You can implement your B-tree as an array if that's what you like. The advantage of the B-tree-like-layouts is that you need fewer indirections. With binary search you do one node jump per comparison. With a B-tree you do one jump per N comparisons.
Of course, the detail is in trying it out, intuition does not always capture hardware behavior. I remember looking at this many years ago and B-trees were considerably faster. The code was far from being optimal though. Maybe if one pulls all tricks in the book the additional complexity of managing multiple comparisons will outweigh saving from reducing loads.
For a perfect drop-in replacement of std::lower_bound, the best you can do without breaking anything is to make the search branchless and maybe add some prefetching [1]. Some compilers actually try to implement std::lower_bound this way, but these things can sometimes break from version to version because there are no semantics to reliably make compiler use predication instead of branching.
Your intuitions are very much correct: you can get rid of pointers in a B-tree and make it static and implicit and fast, especially if you use SIMD to search for the lower bound within a node [2], but it would technically not be a replacement to std::lower_bound as we need to build an additional structure (even though it's very hard to imagine a scenario where you obtain a sorted array but can’t afford to spend linear time on preprocessing). C++23 has since added std::flat_set, which seems to be an appropriate place to implement it (in the article I compared against std::lower_bound because neither I nor the vast majority of the readers knew what std::flat_set was).
You can also add pointers back to support insertion and deletion with a moderate penalty to performance [3], but this dynamic B-tree is also technically not a replacement to std::set because of the extra pointer invalidations when a node merges or splits (even though in most cases you don't need pointer stability). You can fix it by, e.g., storing separate pairs of pointers so that each iterator knows where its key is in the tree and vice versa. That would add some overhead (especially in terms of memory) but make it compliant with the standard and still quite a bit faster and lighter than std::set.
The three articles combined are like 50 pages long so for a tl;dr version you might be interested in a talk I did at CppCon [4]. You can also extend the trick for heaps, ropes, segment trees, and other tree-like structures. There is a lot of work to be done here.
First, what a great resource you've put together! You're presenting a lot of useful material clearly and concisely, together with the reasoning behind it. I wish I had this when I started doing performance work.

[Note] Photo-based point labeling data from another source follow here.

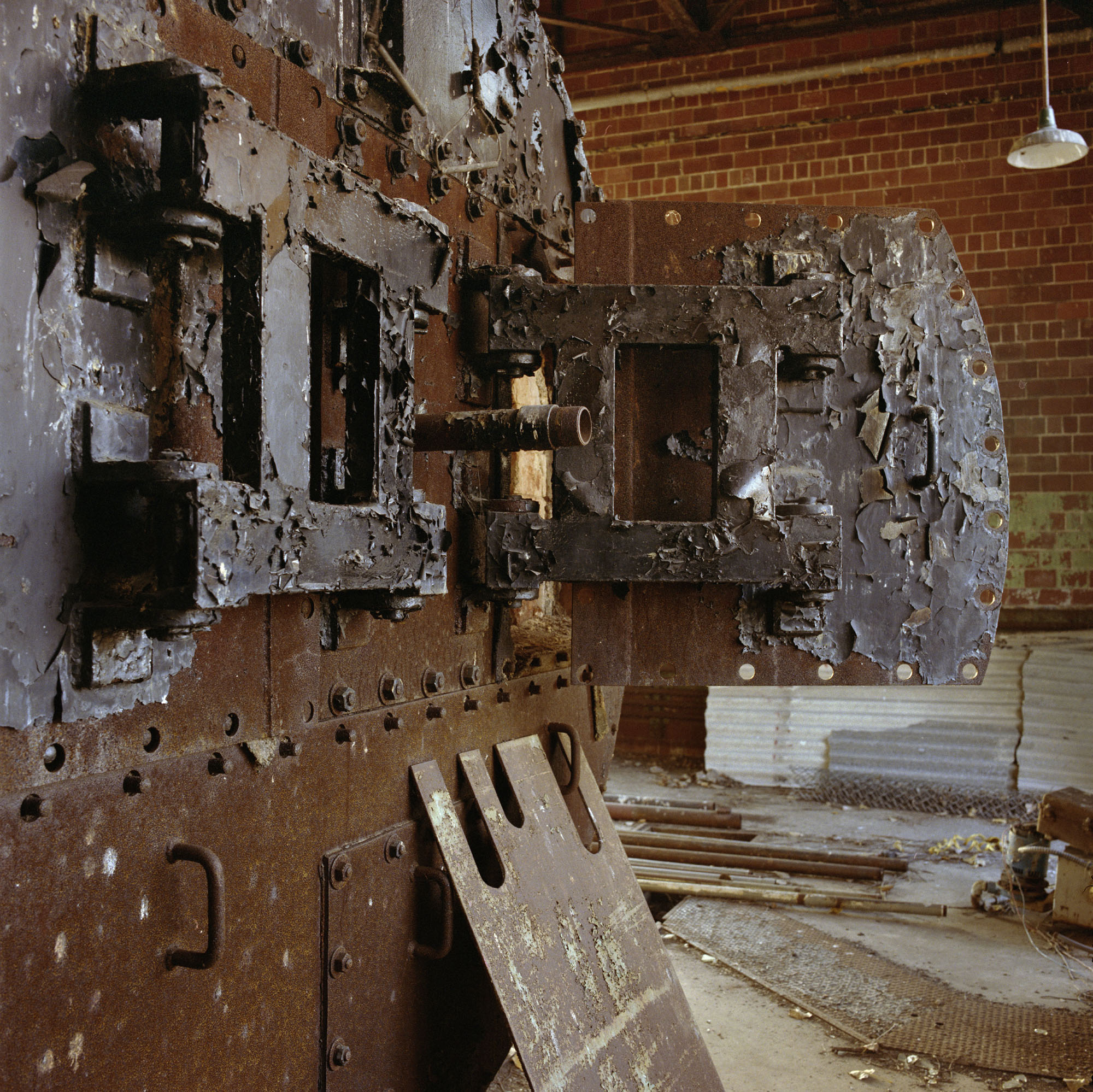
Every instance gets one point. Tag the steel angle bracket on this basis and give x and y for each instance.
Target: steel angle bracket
(567, 937)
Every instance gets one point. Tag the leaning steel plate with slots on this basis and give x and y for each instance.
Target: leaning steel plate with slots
(827, 417)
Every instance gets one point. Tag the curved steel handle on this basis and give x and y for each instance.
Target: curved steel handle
(215, 875)
(574, 781)
(927, 416)
(441, 879)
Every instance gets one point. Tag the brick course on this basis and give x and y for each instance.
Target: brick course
(931, 137)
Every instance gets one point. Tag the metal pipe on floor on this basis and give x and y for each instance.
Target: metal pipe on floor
(694, 817)
(790, 898)
(715, 846)
(763, 864)
(527, 429)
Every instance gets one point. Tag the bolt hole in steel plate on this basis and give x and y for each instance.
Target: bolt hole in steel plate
(570, 945)
(375, 1007)
(931, 448)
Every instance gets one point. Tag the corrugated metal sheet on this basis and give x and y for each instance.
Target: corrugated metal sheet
(771, 736)
(1057, 745)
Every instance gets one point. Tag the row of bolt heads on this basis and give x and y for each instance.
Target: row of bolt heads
(391, 689)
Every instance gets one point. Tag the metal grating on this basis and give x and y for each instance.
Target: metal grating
(874, 999)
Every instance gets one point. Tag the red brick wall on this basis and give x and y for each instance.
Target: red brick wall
(930, 136)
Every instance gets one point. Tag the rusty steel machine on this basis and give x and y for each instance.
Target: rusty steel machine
(356, 451)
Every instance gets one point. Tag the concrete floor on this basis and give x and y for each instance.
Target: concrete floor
(759, 1041)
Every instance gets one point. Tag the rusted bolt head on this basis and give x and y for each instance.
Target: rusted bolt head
(343, 698)
(301, 53)
(439, 186)
(356, 87)
(355, 131)
(342, 872)
(391, 688)
(340, 962)
(34, 807)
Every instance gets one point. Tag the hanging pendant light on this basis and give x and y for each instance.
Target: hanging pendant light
(1050, 146)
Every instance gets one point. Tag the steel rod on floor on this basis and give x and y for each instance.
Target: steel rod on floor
(714, 846)
(694, 817)
(790, 898)
(762, 864)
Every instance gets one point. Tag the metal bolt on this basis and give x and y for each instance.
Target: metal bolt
(343, 698)
(340, 962)
(355, 131)
(391, 688)
(34, 807)
(356, 87)
(439, 186)
(342, 872)
(301, 53)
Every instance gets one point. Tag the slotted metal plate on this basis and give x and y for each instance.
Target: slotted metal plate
(591, 999)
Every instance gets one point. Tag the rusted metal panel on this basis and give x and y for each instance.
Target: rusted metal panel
(569, 942)
(898, 435)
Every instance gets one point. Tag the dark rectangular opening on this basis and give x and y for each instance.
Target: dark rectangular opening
(242, 353)
(666, 402)
(345, 382)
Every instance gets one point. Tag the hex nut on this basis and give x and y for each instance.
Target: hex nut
(391, 689)
(340, 962)
(343, 698)
(355, 131)
(342, 872)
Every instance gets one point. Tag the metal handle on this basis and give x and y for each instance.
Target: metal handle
(215, 876)
(441, 879)
(927, 416)
(574, 781)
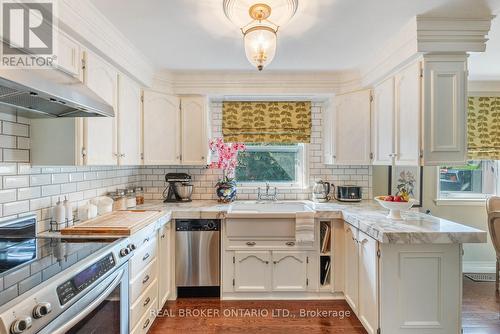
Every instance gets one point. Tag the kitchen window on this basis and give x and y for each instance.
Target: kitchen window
(474, 181)
(280, 165)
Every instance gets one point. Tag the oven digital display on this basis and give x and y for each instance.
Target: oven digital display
(85, 278)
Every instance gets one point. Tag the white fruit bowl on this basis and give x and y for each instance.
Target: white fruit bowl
(395, 207)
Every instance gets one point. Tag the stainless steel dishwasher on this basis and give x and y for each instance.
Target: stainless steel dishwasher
(197, 257)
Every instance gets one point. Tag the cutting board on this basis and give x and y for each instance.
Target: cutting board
(122, 223)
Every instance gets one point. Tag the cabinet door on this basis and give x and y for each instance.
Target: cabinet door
(352, 129)
(351, 267)
(69, 57)
(289, 271)
(161, 129)
(165, 263)
(194, 130)
(368, 283)
(408, 111)
(444, 123)
(252, 271)
(100, 132)
(129, 122)
(383, 123)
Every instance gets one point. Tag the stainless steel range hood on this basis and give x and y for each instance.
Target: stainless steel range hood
(49, 93)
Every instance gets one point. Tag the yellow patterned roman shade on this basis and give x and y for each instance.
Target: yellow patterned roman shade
(266, 122)
(483, 131)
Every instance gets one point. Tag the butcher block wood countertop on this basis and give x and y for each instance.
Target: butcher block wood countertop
(118, 223)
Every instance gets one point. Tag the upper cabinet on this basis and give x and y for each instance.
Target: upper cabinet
(383, 123)
(69, 56)
(194, 130)
(100, 140)
(349, 131)
(175, 129)
(161, 121)
(422, 120)
(129, 121)
(444, 117)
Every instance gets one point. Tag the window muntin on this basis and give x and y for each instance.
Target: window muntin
(274, 163)
(477, 179)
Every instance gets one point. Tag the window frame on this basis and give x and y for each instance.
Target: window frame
(463, 198)
(301, 168)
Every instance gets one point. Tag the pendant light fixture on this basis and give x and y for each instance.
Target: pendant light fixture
(260, 34)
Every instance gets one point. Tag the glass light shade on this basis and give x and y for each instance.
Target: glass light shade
(260, 46)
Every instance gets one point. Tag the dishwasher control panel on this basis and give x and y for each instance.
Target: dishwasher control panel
(197, 225)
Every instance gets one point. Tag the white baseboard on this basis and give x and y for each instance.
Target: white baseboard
(482, 267)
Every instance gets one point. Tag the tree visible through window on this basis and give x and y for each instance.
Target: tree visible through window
(270, 163)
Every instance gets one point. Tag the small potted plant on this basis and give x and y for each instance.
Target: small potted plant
(227, 160)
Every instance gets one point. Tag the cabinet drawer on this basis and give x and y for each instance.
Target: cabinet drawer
(141, 282)
(268, 244)
(143, 303)
(146, 321)
(143, 256)
(144, 236)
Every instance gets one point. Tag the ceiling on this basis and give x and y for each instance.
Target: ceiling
(330, 35)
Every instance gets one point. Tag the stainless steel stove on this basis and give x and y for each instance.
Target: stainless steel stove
(62, 285)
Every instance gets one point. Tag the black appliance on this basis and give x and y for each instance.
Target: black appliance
(349, 194)
(179, 187)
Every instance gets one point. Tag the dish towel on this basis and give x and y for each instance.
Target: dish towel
(304, 227)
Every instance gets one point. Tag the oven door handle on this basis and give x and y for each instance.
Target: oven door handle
(90, 307)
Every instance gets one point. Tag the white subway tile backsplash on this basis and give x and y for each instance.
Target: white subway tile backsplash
(15, 208)
(15, 181)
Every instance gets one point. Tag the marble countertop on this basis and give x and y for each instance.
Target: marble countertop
(367, 216)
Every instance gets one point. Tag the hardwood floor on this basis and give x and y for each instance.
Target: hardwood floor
(480, 308)
(480, 312)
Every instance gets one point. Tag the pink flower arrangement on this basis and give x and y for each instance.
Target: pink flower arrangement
(227, 156)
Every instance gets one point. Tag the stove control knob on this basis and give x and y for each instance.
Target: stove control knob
(20, 325)
(124, 252)
(41, 310)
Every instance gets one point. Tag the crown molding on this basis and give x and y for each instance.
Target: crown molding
(255, 83)
(84, 22)
(426, 35)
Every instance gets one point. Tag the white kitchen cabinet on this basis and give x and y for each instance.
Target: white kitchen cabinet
(161, 129)
(69, 56)
(444, 117)
(408, 115)
(351, 129)
(383, 123)
(252, 271)
(289, 271)
(100, 132)
(194, 135)
(351, 263)
(129, 122)
(368, 283)
(165, 263)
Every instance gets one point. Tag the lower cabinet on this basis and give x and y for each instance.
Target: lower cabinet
(270, 271)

> For a perfect drop-in replacement of std::lower_bound, the best you can do without breaking anything is to make the search branchless and maybe add some prefetching [1]. Some compilers actually try to implement std::lower_bound this way, but these things can sometimes break from version to version because there are no semantics to reliably make compiler use predication instead of branching.

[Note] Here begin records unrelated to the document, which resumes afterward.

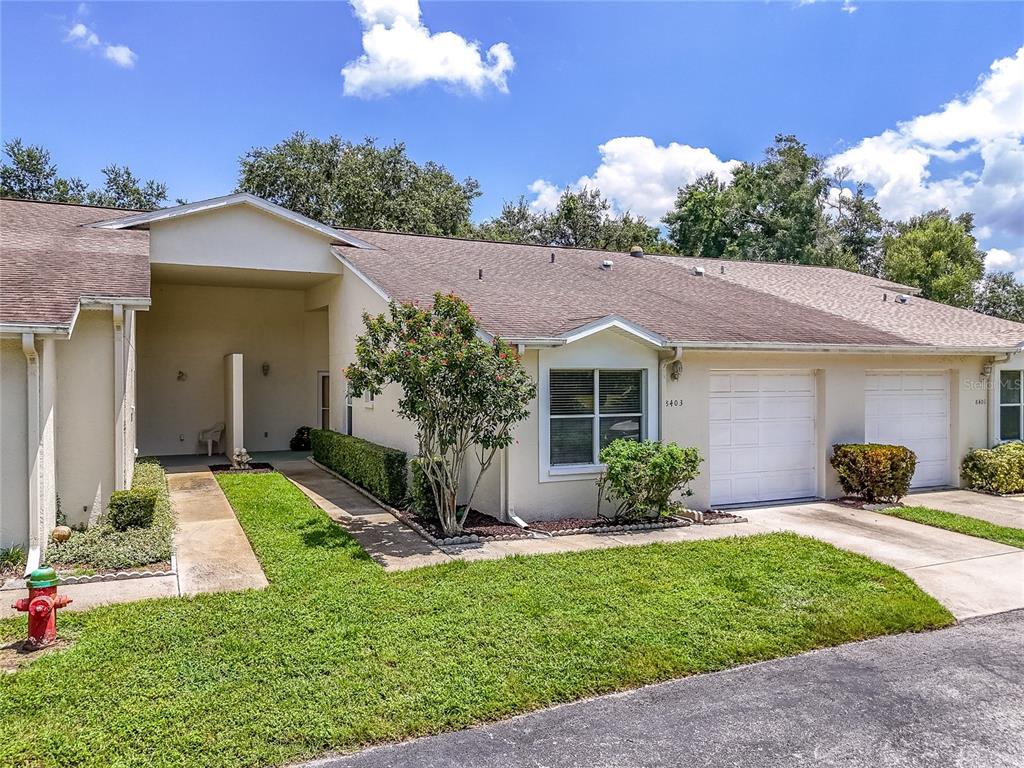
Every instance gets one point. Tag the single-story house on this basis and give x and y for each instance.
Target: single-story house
(128, 333)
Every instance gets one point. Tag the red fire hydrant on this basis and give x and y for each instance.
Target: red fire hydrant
(41, 605)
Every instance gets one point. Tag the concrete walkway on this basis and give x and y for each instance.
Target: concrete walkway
(971, 577)
(1000, 510)
(951, 697)
(213, 553)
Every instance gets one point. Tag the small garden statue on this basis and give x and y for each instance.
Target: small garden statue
(241, 459)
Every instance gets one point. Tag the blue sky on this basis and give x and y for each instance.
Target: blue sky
(634, 97)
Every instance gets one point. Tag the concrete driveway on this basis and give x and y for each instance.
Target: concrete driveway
(971, 577)
(952, 697)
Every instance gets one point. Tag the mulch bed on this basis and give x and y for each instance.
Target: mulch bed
(716, 517)
(567, 525)
(854, 502)
(254, 468)
(476, 523)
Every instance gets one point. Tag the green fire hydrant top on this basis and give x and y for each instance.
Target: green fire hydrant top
(40, 578)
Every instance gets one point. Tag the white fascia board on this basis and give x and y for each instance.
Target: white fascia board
(614, 322)
(371, 284)
(839, 348)
(202, 206)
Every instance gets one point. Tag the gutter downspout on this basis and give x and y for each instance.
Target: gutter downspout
(119, 397)
(676, 357)
(35, 523)
(987, 372)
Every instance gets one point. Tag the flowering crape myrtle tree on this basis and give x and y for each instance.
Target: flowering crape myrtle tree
(463, 392)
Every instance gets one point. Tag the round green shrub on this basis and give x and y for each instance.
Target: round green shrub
(997, 470)
(875, 472)
(643, 476)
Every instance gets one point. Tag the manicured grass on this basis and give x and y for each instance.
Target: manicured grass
(960, 523)
(336, 653)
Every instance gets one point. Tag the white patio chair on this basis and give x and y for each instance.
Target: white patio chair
(211, 435)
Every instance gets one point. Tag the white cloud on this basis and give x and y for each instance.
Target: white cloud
(82, 36)
(1000, 260)
(908, 165)
(400, 52)
(122, 55)
(640, 176)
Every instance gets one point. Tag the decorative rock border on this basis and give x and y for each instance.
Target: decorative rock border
(458, 540)
(681, 522)
(410, 523)
(121, 576)
(727, 521)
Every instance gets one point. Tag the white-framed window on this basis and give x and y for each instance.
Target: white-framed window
(1011, 404)
(589, 409)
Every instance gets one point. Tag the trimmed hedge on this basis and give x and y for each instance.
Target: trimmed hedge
(997, 470)
(132, 508)
(104, 548)
(379, 469)
(421, 495)
(875, 472)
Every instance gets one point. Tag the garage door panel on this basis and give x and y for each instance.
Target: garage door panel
(912, 410)
(771, 450)
(721, 434)
(720, 410)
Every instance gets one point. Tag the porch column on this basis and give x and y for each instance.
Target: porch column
(35, 532)
(233, 431)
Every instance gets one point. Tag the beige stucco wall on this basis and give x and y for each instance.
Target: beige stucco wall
(85, 423)
(840, 401)
(241, 237)
(190, 329)
(13, 445)
(536, 493)
(840, 380)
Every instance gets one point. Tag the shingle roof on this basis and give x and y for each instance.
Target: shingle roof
(523, 295)
(48, 261)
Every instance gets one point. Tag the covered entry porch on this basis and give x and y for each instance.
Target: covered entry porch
(230, 358)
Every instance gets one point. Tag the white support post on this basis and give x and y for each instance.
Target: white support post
(119, 397)
(35, 522)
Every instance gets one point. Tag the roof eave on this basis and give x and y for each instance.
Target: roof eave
(142, 220)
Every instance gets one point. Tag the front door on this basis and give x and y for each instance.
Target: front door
(324, 398)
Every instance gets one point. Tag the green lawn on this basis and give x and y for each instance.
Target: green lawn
(336, 653)
(960, 523)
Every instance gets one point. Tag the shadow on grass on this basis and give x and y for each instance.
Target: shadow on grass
(327, 535)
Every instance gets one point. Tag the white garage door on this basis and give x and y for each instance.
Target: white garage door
(763, 444)
(911, 409)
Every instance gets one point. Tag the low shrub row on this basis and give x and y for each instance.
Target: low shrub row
(123, 539)
(875, 472)
(997, 470)
(379, 469)
(421, 495)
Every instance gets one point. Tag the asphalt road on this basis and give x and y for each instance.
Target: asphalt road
(952, 697)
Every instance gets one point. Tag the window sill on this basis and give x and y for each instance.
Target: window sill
(569, 470)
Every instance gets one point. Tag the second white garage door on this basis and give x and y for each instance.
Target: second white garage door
(911, 409)
(763, 443)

What's imperfect about a radix-4 (or higher) search instead of a binary search for replacing std::lower_bound? For a radix-k search, you'll have k-1 fetches in flight before you decide which subarray to recurse on, and your dep chain will be log_2(k) times shorter.

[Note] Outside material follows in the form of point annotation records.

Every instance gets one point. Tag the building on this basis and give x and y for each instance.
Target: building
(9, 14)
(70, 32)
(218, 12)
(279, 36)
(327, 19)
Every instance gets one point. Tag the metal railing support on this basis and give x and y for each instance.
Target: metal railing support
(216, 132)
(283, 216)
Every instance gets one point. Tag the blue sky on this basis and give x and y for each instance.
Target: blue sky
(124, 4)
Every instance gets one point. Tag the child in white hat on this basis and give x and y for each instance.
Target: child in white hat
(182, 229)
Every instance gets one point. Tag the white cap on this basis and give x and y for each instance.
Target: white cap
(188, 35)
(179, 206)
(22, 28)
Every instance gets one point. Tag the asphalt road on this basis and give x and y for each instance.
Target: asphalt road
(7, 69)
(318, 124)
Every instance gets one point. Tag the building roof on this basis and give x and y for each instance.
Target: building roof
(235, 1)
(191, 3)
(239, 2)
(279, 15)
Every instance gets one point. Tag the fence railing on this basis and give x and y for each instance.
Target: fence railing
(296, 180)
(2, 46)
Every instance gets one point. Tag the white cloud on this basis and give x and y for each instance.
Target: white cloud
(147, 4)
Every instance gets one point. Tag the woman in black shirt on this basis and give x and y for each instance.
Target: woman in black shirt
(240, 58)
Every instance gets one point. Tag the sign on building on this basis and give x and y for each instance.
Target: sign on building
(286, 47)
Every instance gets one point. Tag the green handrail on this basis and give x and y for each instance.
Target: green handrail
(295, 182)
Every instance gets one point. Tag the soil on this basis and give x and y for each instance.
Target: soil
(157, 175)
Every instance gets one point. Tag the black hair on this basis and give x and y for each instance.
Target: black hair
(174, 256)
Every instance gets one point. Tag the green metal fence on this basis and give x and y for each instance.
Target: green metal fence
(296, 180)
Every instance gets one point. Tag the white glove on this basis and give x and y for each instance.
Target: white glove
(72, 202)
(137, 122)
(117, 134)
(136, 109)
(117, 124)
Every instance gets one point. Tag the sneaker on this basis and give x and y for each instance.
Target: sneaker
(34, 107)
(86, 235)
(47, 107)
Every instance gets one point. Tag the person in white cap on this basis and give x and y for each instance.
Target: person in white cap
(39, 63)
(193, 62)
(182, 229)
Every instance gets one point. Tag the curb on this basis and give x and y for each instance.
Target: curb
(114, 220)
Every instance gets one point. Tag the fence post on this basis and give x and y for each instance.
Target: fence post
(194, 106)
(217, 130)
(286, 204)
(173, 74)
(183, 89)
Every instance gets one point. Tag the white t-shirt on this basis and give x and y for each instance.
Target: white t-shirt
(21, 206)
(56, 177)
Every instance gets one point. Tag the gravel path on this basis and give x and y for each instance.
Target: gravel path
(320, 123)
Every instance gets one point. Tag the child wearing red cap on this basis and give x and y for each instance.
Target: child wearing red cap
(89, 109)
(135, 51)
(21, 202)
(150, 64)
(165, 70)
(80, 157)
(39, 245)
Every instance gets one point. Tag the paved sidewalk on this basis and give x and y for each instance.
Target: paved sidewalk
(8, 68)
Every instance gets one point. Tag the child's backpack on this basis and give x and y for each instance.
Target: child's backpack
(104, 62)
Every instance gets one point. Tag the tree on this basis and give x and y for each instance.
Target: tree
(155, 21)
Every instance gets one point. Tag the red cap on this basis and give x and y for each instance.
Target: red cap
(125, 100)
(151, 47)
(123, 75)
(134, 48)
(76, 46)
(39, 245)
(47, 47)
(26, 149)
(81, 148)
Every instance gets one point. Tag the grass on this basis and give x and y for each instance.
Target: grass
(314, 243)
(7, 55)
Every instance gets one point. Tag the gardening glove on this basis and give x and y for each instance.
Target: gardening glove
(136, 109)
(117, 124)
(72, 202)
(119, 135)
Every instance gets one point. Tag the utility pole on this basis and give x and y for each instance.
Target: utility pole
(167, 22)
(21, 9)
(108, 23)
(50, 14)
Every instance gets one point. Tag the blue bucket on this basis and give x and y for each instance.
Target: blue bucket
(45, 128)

When you add prefetching (that is, compare against the middle element and fetch both the middle of the left half and the middle of the right half ahead of time) you are essentially doing radix-4 search, just with fewer actual comparisons.
(You can prefetch k layers ahead for radix-2^k search, but searching in small arrays will become more expensive this way.)
I didn't benchmark it, but I guess on mid-to-large arrays it would actually work somewhat slower than prefetching because it is more instruction-heavy, and, more importantly, prefetches are "cancelable": if the memory bus is too busy with actual requests, they will be skipped, while in explicit radix-k search you would have to wait for all (k-1) elements even if the middle element happened to be already cached and you already know which elements you need next.
That said, it could probably work with small arrays where caching is not a concern and especially if you optimize for latency and not throughput. You can also try to do the comparisons with SIMD (Wojciech Mula tried something similar and got a small boost: http://0x80.pl/articles/simd-search.html).
Thanks, this is great! I think this conversation is a great illustration for the idea that data structures can be seen as more fundamental than algorithms.